Egal wie viele gute Taten du tust oder wie viele wichtige und intelligente Worte du sagst, werden die Menschen um dich herum sich am meisten daran erinnern, welche Gefühle du in ihnen hervorgerufen hast. Wenn du also wirklich ein Leben führen willst, in welchem du anderen hilfst, dann ist es für dich hilfreich zu lernen, wie du andere dazu bringen kannst, sich in deiner Gegenwart wohl zu fühlen. Zu Lernen, wie man anderen anonym Segen spendet, ist ein sehr kraftvolles Mittel, deine Welt und die Welt der „Anderen“ zu verändern. Weil es anonym geschieht, besteht das Risiko nicht, dass du dadurch nur dein eigenes Ego aufbläst, was der Fall sein könnte, wenn du deinen Segen öffentlich spenden würdest. Und sicher wäre es auch fast unmöglich und für viele dieser Personen anstrengend, wenn du sie ständig treffen oder auch nur anrufen oder ihnen Mails schreiben würdest, in denen du ihnen deinen Segen spendest und ihnen sagst, wie sehr du sie liebst. Das ist aber auch gar nicht nötig. Denn weil diese Personen in deinem Inneren leben, ist nämlich der direkteste Weg, sie zu kontaktieren sowieso, dass du in dein Herz hineingehst. Wenn du ihren Namen in einem ernstgemeinten, liebenden Sinne still vor dich hin nennst, werdet ihr beide in Liebe fallen und euch auflösen in dem einzigen universellen Herzen, in deinem eigenen wahren Ich, der ewigen Realität.

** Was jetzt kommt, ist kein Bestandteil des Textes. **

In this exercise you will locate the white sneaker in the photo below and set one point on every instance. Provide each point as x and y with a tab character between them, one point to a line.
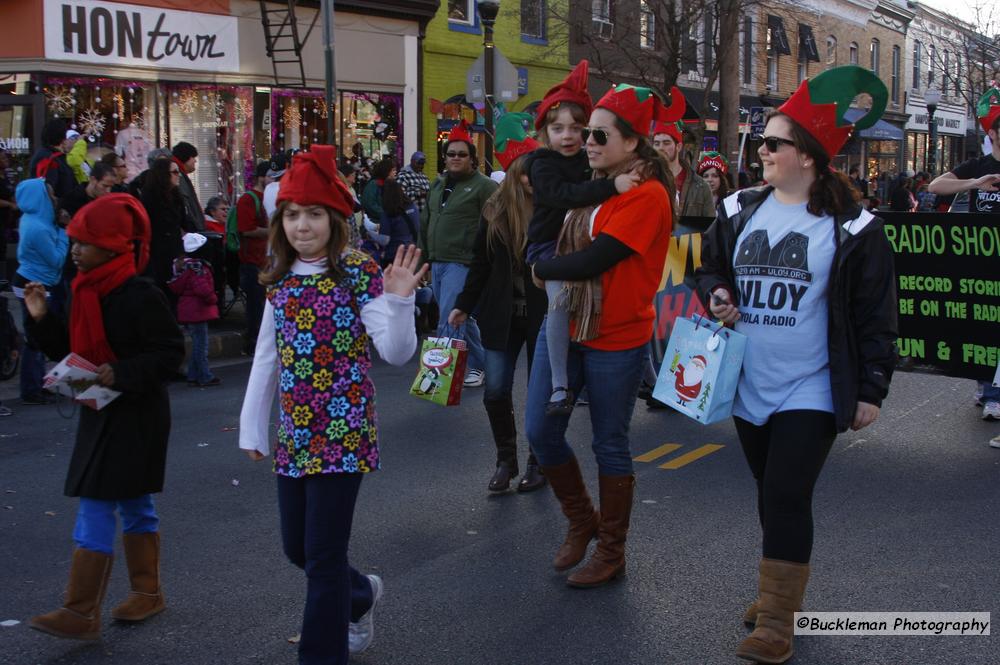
475	378
361	634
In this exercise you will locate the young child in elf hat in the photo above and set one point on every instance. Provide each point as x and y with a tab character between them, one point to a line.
120	451
197	304
325	303
561	180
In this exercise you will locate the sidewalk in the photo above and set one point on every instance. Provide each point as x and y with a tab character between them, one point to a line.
225	342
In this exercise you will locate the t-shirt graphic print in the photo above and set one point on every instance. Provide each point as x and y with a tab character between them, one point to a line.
782	265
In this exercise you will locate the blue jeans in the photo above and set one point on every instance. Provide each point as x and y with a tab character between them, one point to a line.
32	359
612	379
96	523
255	302
317	512
447	281
198	370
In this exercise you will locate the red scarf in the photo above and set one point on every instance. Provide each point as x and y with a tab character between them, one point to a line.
86	321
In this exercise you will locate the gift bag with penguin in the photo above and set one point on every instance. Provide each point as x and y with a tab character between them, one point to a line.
701	370
442	371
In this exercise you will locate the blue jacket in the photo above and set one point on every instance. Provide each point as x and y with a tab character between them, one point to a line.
42	249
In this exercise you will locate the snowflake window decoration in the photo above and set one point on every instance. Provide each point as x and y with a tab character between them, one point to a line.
60	100
91	122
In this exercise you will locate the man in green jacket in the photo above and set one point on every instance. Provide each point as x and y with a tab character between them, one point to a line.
448	229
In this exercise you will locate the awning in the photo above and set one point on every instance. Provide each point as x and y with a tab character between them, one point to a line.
880	131
779	40
807	44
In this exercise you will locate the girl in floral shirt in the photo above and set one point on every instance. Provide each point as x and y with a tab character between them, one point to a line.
325	303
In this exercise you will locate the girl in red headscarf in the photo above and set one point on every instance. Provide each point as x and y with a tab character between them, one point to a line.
122	324
325	303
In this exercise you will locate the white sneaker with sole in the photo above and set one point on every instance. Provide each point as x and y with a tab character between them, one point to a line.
361	634
475	378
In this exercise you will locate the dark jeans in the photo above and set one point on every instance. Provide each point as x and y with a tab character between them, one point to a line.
786	455
316	516
255	302
32	359
500	365
611	378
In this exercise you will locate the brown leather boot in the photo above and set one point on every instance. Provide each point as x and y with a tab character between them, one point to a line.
608	560
567	485
80	616
782	586
142	553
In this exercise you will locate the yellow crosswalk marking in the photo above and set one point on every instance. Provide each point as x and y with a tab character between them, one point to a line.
656	453
692	456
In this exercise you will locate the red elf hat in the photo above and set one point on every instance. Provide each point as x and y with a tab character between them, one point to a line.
572	89
512	140
313	180
666	122
113	222
820	103
460	132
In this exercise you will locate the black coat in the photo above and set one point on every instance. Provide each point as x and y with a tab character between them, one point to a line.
166	221
861	297
121	450
490	287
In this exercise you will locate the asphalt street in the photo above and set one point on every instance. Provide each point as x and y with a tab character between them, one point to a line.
906	520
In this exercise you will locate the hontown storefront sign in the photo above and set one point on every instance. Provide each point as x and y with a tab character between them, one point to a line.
122	34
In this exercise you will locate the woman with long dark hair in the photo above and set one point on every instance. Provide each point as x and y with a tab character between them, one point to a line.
510	307
612	257
161	197
806	274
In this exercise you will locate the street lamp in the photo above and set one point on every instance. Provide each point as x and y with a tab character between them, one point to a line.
931	98
488	10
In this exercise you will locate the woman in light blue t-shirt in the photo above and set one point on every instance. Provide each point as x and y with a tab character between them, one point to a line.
806	274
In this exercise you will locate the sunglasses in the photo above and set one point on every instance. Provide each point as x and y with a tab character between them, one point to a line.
773	143
600	135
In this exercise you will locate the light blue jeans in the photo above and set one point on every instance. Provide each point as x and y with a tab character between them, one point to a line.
96	522
447	281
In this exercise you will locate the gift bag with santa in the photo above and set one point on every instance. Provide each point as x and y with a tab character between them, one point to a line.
701	369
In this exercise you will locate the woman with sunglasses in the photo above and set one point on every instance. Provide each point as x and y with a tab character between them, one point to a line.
161	196
612	256
806	274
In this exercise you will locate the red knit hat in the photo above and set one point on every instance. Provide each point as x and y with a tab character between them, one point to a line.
572	89
460	132
313	180
666	122
819	104
639	107
113	222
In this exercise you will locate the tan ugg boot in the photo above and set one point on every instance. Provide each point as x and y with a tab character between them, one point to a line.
142	554
567	485
782	586
608	560
80	616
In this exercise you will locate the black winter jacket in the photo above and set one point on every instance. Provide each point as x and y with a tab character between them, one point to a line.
489	286
559	184
121	450
861	297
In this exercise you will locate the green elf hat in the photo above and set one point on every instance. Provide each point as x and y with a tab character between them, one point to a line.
639	107
712	160
820	103
512	139
988	108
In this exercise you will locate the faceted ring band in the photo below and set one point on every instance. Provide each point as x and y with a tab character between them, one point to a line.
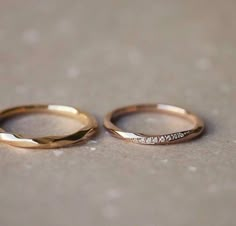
140	138
89	128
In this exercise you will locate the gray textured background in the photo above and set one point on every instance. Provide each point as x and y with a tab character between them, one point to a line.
100	55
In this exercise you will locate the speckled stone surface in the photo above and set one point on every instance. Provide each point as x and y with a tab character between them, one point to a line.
100	55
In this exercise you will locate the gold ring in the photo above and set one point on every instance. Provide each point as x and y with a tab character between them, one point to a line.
140	138
89	129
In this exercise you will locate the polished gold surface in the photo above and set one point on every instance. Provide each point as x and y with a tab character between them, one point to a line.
140	138
89	129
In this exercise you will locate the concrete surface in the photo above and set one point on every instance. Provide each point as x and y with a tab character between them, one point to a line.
100	55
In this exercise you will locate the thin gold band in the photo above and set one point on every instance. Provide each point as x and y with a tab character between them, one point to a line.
17	140
141	138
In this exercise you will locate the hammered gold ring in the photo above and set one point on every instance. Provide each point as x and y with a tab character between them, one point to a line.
89	128
140	138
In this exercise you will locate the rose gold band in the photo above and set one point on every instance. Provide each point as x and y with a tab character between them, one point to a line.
140	138
89	129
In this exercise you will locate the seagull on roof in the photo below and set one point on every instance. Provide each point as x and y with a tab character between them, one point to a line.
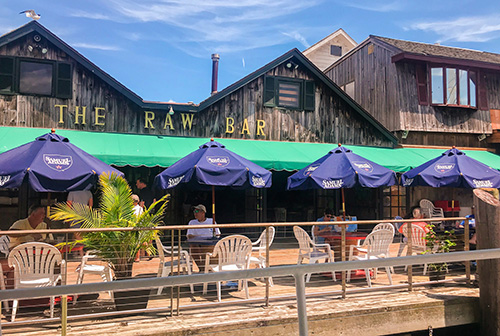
31	13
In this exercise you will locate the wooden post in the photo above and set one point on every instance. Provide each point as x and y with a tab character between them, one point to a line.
488	236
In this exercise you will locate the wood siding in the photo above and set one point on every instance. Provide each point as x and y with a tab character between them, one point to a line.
332	121
389	92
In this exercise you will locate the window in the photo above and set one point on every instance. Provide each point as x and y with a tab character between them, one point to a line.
335	50
34	77
451	86
291	93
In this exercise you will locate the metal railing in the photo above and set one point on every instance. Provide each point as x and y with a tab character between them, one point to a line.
297	272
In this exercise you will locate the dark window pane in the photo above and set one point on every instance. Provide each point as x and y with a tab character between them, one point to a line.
289	94
472	88
335	50
437	85
451	86
462	82
6	83
6	66
35	78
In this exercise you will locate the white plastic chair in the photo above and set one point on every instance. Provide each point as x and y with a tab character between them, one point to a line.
4	249
34	265
103	270
430	211
260	247
233	254
165	267
375	246
311	251
418	242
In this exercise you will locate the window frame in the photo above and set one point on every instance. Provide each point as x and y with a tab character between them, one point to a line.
457	69
287	80
55	77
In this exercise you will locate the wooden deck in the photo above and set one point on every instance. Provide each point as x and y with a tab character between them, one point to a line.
451	304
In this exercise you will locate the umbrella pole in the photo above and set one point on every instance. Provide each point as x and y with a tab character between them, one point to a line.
213	208
343	202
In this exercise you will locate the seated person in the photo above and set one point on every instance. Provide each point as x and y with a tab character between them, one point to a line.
320	230
199	251
417	214
35	221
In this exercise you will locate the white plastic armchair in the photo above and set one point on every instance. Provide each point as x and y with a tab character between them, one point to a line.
311	251
34	265
260	248
180	264
375	246
232	254
430	210
418	242
102	269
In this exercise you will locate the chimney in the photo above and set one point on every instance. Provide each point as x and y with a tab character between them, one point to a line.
215	70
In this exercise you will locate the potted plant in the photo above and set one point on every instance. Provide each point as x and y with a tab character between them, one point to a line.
117	248
438	243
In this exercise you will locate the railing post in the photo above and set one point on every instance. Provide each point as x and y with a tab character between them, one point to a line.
409	252
466	248
267	265
172	234
300	291
342	257
64	315
178	270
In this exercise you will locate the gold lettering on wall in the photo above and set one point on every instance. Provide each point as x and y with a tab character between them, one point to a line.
187	119
168	122
99	116
78	114
149	116
260	127
61	110
244	128
229	125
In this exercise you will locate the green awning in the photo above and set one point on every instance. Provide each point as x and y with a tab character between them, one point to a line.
158	150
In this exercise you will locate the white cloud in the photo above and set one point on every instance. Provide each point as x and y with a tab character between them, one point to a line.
376	6
95	46
206	26
464	29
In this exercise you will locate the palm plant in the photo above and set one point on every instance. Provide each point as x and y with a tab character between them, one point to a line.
118	248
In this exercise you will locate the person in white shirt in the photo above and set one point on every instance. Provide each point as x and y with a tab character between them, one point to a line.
199	251
138	210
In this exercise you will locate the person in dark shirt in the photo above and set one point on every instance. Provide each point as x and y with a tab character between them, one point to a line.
145	194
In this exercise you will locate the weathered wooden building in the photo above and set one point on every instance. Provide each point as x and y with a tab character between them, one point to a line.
426	94
45	83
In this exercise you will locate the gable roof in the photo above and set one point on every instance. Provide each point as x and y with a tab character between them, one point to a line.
327	40
34	26
304	61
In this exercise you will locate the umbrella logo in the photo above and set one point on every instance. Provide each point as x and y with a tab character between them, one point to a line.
58	162
258	181
482	183
364	165
309	170
332	184
4	179
218	161
444	167
172	182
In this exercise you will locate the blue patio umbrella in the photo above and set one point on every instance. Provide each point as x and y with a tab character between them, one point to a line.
340	169
212	165
51	164
452	169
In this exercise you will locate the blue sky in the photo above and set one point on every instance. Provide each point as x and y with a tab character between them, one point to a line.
160	49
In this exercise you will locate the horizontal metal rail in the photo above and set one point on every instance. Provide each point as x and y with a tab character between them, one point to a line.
233	225
297	271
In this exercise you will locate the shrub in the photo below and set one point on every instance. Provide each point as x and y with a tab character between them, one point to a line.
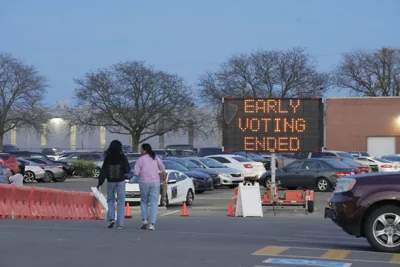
84	168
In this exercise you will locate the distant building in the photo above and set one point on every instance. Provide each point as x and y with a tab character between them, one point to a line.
72	138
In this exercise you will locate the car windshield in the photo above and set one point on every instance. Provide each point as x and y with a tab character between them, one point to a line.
345	155
242	159
350	162
382	160
186	163
336	164
174	166
212	163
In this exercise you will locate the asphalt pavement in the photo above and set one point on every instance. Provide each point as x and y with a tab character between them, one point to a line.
207	237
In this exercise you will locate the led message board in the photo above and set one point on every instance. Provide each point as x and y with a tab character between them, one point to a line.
266	124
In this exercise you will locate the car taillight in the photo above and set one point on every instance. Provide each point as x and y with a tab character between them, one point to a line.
342	173
386	166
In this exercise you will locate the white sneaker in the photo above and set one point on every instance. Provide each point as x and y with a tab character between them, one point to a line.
145	224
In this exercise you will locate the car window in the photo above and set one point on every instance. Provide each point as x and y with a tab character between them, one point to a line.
337	164
345	155
221	159
174	166
312	165
187	163
294	166
242	159
212	163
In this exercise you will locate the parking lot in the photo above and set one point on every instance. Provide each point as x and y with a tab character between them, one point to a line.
290	238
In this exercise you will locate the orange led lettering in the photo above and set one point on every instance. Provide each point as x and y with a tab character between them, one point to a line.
287	124
280	110
249	106
294	106
277	128
266	120
248	143
241	124
257	127
300	125
260	106
271	105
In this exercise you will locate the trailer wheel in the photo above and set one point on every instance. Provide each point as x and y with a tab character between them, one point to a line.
310	206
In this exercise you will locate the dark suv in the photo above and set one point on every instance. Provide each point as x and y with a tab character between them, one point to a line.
368	205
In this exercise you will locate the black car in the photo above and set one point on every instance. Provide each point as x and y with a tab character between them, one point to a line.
67	166
309	173
194	167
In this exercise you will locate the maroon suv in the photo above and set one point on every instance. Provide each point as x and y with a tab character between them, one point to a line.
368	205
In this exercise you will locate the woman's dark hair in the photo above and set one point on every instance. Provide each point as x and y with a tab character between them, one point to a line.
114	153
22	168
147	147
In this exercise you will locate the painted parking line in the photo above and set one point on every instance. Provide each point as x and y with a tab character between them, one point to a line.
332	254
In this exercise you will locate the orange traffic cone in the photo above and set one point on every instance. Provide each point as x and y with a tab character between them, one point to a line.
127	211
230	209
184	210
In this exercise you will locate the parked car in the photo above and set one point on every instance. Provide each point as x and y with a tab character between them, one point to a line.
9	160
309	173
363	168
33	171
250	168
180	188
202	181
54	172
380	165
194	167
367	205
68	166
228	176
357	154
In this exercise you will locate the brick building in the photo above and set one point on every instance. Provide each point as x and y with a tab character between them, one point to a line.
363	124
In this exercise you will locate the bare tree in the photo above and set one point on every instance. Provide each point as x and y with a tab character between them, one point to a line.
280	74
21	91
134	99
374	73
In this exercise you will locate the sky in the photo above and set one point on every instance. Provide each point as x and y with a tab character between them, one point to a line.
65	39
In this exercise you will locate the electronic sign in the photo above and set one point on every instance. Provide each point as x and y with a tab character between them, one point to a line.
274	125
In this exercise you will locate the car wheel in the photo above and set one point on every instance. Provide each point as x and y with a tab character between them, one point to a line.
382	229
323	185
96	173
189	198
29	177
49	176
60	179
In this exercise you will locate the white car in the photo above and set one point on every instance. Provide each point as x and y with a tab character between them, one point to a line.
180	189
383	165
248	167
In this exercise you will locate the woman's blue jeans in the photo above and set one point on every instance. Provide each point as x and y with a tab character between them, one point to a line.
119	189
149	198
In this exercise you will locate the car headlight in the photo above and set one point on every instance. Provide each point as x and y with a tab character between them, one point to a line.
344	185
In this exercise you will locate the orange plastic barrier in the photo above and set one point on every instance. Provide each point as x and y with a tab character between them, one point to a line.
23	202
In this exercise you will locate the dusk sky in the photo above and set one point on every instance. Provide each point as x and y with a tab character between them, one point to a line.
65	39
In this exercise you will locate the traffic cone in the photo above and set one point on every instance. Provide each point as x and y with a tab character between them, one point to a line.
127	211
184	210
230	209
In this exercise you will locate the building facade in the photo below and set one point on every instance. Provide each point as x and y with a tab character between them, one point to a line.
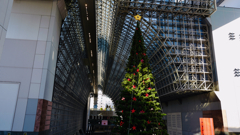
53	54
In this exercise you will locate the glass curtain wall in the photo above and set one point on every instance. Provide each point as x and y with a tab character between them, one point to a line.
71	84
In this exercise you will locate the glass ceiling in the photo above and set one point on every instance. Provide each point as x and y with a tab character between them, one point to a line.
173	41
105	10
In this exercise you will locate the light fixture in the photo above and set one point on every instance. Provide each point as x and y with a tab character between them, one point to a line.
89	35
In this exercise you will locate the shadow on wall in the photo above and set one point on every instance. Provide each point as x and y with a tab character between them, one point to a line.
206	105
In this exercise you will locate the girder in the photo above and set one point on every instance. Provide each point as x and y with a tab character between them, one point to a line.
190	7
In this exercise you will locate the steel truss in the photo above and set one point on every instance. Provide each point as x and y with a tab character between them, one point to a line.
178	48
71	84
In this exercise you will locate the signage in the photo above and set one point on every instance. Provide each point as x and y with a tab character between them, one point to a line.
206	126
104	122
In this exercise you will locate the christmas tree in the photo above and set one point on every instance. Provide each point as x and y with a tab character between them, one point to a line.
139	112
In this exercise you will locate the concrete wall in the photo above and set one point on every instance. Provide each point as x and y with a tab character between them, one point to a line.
191	109
29	58
5	11
225	21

Erwarte aber keine sofortigen Resultate! Geduld ist sehr wichtig, wenn du deine neue ewige Realität kultivierst. Jede Handlung, egal ob sie so subtil wie ein Gedanke ist, oder mehr ausgeformt wie etwa ein Wort oder eine Tat, ist wie ein Samen, der in den Boden gesetzt wird und der dann zur Grundlage deines Seins werden wird. Aber Samen brauchen Zeit um aufzugehen und zu wachsen. Und natürlich ist es nicht nur der bloße Zeitablauf, der ein gesundes Wachstum des Samens sicherstellt. Sondern ein Samen muss mit den richtigen Nährstoffen gehegt und gepflegt werden. Beständige liebende Sorge um den Samen wird positive Ergebnisse hervorbringen. Wenn die Samen, die du gesät hast, anfangen zu sprießen, wird es dir Freude bereiten, zu beobachten, wie die Menschen um dich herum wachsen und zu den Menschen erblühen, welche du dir erhofft hast. Und du wirst dich selbst entdecken als die Person, welche du immer sein wolltest und von der du immer wusstest, dass du diese Person irgendwann sein könntest.